Medan (SIB)
Penasehat Fraksi Partai Golkar DPRD Sumut H Wagirin Arman mendesak Mendagri dan DPR RI untuk membahas pengembalian sistem Pilkada (Pemilihan Kepala Daerah), baik gubernur, bupati dan wali kota dipilih oleh DPRD (legislatif), guna menghindari pembiayaan "cukong" terhadap kepala daerah yang akan bertarung di Pilkada.
"Sistem pemilihan langsung oleh rakyat ini perlu didiskusikan kembali sekaligus mencari solusi terbaik untuk mengembalikan pemilihan kepala daerah ke DPRD," ujar Wagirin Arman kepada wartawan, Selasa (15/9/2020) di DPRD Sumut menanggapi pernyataan Menko Polhukam Mahfud MD, bahwa kepala daerah terpilih dibiayai "cukong" tidak sehat.

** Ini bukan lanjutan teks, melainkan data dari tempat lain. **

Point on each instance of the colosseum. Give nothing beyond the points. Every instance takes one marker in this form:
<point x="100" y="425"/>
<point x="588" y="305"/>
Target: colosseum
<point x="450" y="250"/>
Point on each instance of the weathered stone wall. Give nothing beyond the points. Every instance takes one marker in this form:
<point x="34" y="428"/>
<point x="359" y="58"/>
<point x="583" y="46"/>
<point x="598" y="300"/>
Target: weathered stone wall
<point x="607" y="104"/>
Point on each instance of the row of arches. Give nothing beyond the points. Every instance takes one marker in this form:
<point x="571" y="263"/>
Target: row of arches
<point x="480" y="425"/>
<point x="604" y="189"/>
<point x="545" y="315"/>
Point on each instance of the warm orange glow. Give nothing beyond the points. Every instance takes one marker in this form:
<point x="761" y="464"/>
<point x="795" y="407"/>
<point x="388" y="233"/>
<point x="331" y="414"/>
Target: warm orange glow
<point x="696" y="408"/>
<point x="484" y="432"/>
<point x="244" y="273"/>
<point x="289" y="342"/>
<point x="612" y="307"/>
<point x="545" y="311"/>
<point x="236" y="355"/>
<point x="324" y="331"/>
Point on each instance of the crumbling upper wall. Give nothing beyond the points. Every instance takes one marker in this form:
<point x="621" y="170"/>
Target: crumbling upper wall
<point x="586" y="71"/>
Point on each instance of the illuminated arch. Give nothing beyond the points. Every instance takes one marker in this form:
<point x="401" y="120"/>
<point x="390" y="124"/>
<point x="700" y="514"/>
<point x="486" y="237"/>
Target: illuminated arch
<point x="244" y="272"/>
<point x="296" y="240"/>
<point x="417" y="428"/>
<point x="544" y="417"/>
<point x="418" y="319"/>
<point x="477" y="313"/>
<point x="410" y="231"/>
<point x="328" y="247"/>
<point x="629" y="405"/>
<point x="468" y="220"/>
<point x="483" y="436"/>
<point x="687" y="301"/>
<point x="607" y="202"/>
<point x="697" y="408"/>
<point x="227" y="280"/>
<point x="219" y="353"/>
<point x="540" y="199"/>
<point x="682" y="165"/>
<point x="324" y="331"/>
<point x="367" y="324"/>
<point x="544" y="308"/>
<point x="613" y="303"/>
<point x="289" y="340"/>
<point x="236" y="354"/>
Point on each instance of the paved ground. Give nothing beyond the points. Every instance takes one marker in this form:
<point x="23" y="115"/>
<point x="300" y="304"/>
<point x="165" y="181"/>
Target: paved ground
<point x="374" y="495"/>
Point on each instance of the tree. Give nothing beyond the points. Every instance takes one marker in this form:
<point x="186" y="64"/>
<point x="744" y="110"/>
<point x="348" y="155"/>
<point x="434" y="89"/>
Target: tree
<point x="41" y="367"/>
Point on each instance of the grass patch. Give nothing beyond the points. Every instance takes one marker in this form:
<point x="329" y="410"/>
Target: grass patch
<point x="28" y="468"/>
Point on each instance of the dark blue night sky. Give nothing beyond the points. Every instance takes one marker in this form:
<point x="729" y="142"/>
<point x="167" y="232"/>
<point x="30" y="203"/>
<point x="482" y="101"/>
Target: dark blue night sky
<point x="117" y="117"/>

Dengan dikembalikannya Pilkada ke DPRD, ujar Wagirin, akan mengurangi kepala daerah tersandung proses hukum atau masuk penjara akibat korupsi maupun penyalahgunaan jabatan, karena untuk mengawasi legislatif sangat mudah dan membutuhkan biaya yang ringan.

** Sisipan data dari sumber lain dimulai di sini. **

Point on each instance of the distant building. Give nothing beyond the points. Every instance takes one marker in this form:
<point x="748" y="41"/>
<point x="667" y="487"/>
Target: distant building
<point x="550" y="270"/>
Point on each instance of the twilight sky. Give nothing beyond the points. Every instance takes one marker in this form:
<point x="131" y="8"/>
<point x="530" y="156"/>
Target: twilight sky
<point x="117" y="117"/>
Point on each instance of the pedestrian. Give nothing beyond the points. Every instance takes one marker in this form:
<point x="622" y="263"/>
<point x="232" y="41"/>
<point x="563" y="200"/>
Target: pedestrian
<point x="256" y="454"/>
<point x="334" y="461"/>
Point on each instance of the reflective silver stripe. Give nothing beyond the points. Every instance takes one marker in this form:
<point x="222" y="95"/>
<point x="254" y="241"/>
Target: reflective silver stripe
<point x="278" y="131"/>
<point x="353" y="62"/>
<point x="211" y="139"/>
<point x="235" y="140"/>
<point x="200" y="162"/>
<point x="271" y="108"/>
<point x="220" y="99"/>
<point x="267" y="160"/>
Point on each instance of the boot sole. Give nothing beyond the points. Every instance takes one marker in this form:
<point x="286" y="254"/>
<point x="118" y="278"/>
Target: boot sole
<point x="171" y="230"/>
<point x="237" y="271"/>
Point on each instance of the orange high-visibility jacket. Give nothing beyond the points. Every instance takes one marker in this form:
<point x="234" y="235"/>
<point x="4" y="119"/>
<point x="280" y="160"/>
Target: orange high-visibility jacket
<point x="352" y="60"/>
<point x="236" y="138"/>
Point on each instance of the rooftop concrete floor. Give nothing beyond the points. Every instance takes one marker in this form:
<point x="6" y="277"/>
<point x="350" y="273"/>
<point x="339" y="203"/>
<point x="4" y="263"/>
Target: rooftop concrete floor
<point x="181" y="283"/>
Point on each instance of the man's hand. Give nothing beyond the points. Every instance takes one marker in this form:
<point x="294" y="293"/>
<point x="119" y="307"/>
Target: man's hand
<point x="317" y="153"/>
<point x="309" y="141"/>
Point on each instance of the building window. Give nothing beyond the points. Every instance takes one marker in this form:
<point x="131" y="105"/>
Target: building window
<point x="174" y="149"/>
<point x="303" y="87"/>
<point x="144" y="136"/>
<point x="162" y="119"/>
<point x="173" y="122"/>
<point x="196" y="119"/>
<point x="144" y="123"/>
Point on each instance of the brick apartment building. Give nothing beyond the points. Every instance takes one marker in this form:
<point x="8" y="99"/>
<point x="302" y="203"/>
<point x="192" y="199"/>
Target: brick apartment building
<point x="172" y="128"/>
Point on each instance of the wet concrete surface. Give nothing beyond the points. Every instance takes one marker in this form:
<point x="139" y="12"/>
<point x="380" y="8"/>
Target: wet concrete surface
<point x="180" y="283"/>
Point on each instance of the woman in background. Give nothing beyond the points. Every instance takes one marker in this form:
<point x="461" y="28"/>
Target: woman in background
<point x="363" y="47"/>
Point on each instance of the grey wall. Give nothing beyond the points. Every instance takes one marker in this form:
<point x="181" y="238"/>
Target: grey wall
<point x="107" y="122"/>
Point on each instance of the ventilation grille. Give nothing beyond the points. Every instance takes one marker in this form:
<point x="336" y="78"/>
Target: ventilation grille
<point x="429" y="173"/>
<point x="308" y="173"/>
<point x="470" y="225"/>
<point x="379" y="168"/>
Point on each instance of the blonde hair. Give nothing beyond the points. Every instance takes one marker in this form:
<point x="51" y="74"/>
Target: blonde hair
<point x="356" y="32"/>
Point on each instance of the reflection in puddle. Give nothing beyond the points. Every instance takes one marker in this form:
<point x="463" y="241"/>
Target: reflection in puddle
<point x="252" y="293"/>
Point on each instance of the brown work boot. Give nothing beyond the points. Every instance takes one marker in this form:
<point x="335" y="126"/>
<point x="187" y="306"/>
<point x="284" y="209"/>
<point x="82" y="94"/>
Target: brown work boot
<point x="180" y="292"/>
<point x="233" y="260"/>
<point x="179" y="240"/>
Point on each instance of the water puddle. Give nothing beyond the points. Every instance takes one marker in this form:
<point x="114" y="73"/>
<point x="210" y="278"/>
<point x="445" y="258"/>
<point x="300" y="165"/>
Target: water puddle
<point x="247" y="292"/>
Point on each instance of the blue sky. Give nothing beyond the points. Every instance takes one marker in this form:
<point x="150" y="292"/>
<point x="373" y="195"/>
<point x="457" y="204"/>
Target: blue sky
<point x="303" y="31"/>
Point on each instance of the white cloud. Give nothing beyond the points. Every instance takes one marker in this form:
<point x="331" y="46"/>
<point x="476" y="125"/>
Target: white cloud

"Kita tahu proses Pilkada yang diselenggarakan secara langsung oleh rakyat membutuhkan dana yang besar dan tentunya banyak calon kepala daerah yang dibiayai cukong. Bayangkan, untuk mendapatkan perahu saja membutuhkan dana besar ditambah biaya kampanye untuk rakyat," tandasnya.
Bantuan dana dari cukong tersebut, katanya, tentu tidak gratis, tapi harus ada deal-deal politik yang disepakati, sehingga ketika si calon sudah menjabat, tentu cukong akan mengendalikan pemerintahan dan berusaha menguasai seluruh sektor anggaran. Tentunya berjalannya roda pemerintahan tidak akan sehat.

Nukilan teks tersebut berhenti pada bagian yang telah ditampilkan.